Polyaxon is structured as a modern, decoupled, micro-service oriented architecture.

  1. A robust core JSON API
  2. An Asynchronous, customizable, and scalable scheduler
  3. An extensive tracking API
  4. An event/action oriented interface
  5. A pipeline engine capable of authoring workflows as directed acyclic graphs (DAGs)
  6. An optimization engine to search automatically and concurrently for the best hyperparameters in a search spaces based on state of the art algorithms

These components work together to make every Polyaxon deployment function smoothly, but because they're decoupled there's plenty of room for customisation.

In fact users can decide for example to deploy only the core and tracking API, and replace the built-in scheduler, pipeline, and optimization engine with other platforms.


How things fit together

Polyaxon Architecture

Polyaxon relies on several components to function smoothly:

  • Postgres database
  • redis
  • rabbitmq
  • docker registries
  • Storage for data/outputs/logs

Depending on the version you are deployment, you may need as well:

  • Kubernetes cluster(s) for deploying Polyaxon
  • Docker, Docker compose, or a container management platform for deploying a scalable Polyaxon (tracking only) version
  • Linux station for installing the platform from source

Polyaxon platform

In order to understand how Polyaxon can help you organize your workflow, you need to understand how Polyaxon abstract the best practices of data science job.

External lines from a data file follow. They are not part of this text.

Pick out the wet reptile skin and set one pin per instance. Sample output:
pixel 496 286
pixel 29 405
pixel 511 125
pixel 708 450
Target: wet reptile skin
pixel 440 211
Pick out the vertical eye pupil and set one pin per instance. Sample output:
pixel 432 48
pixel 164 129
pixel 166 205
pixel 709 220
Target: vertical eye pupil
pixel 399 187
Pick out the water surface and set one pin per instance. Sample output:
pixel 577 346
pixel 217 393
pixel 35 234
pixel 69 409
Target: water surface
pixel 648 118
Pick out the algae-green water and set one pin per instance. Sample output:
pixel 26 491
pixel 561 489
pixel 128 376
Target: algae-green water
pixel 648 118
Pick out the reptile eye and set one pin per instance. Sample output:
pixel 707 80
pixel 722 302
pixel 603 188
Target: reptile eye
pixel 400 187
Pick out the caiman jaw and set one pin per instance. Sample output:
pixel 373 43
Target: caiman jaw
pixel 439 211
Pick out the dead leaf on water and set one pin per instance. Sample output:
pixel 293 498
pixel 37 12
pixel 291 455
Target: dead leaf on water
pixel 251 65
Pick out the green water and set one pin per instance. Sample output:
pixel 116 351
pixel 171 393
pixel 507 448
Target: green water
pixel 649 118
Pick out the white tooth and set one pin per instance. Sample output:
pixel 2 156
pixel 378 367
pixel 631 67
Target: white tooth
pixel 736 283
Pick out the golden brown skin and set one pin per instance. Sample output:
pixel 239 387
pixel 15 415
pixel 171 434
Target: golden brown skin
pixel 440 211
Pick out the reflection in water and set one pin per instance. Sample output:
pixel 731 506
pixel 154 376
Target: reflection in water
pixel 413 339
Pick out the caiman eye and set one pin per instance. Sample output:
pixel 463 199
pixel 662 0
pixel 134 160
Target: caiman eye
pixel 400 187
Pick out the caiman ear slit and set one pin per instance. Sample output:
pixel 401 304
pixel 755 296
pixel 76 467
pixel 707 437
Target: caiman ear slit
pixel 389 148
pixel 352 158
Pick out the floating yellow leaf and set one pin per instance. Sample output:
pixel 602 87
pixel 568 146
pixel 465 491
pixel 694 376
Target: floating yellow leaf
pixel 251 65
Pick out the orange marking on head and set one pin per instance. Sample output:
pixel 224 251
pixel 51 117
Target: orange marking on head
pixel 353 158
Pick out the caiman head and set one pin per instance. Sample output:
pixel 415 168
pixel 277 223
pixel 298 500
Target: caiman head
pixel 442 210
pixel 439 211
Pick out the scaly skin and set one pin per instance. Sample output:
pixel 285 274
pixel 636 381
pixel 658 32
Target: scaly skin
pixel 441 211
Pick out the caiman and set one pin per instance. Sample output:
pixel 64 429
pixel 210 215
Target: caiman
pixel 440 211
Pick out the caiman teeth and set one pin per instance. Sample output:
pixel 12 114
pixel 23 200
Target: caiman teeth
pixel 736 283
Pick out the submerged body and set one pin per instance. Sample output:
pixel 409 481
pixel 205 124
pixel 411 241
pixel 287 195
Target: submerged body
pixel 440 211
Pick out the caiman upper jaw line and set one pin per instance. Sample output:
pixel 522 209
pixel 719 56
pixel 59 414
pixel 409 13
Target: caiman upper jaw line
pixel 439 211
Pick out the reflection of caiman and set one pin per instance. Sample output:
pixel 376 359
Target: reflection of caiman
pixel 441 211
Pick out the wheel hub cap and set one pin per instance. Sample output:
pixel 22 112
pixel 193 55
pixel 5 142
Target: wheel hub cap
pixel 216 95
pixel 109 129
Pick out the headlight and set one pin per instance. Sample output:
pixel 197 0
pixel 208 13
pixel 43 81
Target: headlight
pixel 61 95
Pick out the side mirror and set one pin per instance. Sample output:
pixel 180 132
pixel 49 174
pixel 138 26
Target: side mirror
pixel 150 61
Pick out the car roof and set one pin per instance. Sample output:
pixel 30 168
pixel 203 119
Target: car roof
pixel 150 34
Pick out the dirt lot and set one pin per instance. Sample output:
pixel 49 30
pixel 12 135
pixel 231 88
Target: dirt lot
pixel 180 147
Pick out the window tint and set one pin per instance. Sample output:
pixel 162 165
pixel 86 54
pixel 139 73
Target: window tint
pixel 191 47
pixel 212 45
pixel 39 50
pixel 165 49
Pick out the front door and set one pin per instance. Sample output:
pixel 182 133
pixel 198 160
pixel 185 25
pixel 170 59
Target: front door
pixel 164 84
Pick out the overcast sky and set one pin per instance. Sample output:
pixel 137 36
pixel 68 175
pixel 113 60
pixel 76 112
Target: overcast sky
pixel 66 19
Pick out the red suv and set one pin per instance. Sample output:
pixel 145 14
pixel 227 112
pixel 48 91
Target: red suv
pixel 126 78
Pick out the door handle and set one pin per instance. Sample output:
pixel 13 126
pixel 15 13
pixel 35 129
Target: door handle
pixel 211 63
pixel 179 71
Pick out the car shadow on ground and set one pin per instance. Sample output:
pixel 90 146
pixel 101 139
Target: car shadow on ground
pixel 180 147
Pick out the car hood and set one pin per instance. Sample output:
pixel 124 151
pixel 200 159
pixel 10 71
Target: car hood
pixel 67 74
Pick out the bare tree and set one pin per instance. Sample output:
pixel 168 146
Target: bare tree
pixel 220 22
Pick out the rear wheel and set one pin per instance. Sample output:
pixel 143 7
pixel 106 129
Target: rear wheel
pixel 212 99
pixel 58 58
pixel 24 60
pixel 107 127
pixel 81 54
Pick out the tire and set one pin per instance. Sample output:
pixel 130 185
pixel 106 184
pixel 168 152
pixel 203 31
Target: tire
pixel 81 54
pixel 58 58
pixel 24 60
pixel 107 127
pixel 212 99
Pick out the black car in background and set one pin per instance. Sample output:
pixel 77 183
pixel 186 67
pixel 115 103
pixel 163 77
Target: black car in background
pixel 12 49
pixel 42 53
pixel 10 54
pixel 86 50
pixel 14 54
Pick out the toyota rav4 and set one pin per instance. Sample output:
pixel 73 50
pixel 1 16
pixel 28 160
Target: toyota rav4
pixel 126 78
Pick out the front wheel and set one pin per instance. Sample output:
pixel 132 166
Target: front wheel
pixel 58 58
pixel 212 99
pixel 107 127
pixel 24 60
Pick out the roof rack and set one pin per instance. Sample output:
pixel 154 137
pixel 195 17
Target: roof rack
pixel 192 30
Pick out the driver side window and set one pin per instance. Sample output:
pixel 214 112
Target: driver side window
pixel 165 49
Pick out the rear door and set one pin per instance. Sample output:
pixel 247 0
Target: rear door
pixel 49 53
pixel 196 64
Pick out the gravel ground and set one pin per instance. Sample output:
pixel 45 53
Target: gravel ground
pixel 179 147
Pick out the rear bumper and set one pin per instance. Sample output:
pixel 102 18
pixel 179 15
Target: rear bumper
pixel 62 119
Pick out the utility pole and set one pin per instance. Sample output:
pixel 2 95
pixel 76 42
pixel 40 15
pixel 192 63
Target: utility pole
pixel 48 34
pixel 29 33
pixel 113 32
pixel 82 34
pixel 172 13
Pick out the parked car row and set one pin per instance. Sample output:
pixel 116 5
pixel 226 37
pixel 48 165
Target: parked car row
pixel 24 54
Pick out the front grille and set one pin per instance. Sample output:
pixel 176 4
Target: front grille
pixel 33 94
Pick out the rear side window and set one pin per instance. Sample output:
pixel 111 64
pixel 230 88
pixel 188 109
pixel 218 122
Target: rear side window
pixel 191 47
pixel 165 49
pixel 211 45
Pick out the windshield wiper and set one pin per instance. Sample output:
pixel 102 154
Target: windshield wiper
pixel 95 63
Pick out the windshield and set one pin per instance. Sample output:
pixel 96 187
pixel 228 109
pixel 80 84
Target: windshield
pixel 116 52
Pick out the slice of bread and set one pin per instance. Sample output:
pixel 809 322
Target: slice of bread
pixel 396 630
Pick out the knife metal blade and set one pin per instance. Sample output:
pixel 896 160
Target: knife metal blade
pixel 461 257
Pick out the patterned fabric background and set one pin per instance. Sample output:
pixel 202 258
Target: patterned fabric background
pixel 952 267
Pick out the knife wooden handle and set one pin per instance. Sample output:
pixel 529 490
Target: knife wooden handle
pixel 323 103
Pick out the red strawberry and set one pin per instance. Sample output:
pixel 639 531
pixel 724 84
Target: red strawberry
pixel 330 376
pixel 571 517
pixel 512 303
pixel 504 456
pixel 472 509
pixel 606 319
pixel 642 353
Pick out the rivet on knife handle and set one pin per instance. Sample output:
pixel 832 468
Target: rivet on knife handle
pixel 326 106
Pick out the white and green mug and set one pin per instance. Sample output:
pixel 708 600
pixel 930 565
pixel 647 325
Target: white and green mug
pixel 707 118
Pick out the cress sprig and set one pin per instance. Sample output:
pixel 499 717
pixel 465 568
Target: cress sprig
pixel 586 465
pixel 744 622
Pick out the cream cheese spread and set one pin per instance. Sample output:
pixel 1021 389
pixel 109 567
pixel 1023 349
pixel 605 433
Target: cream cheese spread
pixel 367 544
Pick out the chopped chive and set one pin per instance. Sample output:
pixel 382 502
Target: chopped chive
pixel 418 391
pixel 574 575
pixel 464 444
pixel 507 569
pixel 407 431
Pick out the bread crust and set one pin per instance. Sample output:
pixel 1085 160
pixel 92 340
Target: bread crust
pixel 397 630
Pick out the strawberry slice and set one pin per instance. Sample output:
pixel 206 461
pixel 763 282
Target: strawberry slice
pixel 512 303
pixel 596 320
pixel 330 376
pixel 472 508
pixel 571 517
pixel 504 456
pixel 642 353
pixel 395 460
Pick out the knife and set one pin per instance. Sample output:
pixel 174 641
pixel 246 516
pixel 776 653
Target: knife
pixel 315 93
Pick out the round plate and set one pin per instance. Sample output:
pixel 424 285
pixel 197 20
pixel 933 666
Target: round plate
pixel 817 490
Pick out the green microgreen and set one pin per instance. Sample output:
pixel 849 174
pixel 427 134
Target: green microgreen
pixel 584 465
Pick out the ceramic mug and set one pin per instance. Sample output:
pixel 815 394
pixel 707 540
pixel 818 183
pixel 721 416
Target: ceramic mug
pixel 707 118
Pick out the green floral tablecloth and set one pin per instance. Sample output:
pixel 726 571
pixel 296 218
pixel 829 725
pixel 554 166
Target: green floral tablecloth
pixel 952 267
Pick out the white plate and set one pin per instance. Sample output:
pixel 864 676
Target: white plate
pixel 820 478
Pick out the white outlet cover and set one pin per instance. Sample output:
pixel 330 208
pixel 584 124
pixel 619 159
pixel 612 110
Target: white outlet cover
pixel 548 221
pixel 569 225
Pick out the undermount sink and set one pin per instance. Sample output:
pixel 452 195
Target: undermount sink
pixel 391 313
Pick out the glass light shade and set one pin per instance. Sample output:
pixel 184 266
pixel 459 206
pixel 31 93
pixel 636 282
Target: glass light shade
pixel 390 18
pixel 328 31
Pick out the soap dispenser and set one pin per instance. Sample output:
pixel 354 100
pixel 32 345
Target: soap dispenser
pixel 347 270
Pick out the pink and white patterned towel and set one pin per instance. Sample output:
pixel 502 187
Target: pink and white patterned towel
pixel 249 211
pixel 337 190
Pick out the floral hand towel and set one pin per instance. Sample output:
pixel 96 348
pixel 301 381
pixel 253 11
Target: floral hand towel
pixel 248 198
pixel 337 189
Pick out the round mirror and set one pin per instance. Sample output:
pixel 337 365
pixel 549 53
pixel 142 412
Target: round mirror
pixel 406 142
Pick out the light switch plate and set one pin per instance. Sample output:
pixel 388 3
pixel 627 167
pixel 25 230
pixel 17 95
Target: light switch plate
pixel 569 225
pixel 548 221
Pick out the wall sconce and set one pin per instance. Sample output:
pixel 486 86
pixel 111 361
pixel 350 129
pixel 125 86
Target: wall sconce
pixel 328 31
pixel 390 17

Polyaxon runs both in the cloud and on premise, and provides access via:

  • Polyaxon command line interface
  • Polyaxon dashboard
  • Polyaxon SDKs targeting the Polyaxon api

These interfaces hides the powerful abstraction provided by the Polyaxon architecture. When a machine learning engineer or a data scientist deploys a model, Polyaxon relies on Kubernetes for:

  • Managing the resources of your cluster (Memory, CPU, and GPU)
  • Creating an easy, repeatable, portable deployments
  • Scaling up and down as needed

Polyaxon does the heavy lifting of:

  • Scheduling the jobs
  • Versioning the code
  • Creating docker images
  • Monitoring the statuses and resources
  • Tracking params, logs, configurations, and tags
  • Reporting metrics and outputs and other results to the user

The choice of using Docker containers to run jobs is important, it provides the user a wide range of possibilities to customize the run environment to fit the requirements and dependencies needed for the experiments.

Polyaxon platform


Polyaxon Concepts

Polyaxon relies on a set of concepts to manage the experimentation process, in this section we provide a high level introduction to these concepts, with more details in pages dedicated to each concept.

User

A User is the entity that creates projects, starts experiments, creates josb and pipelines, manages teams and clusters. A User has a set of permissions, and can be normal user or superuser.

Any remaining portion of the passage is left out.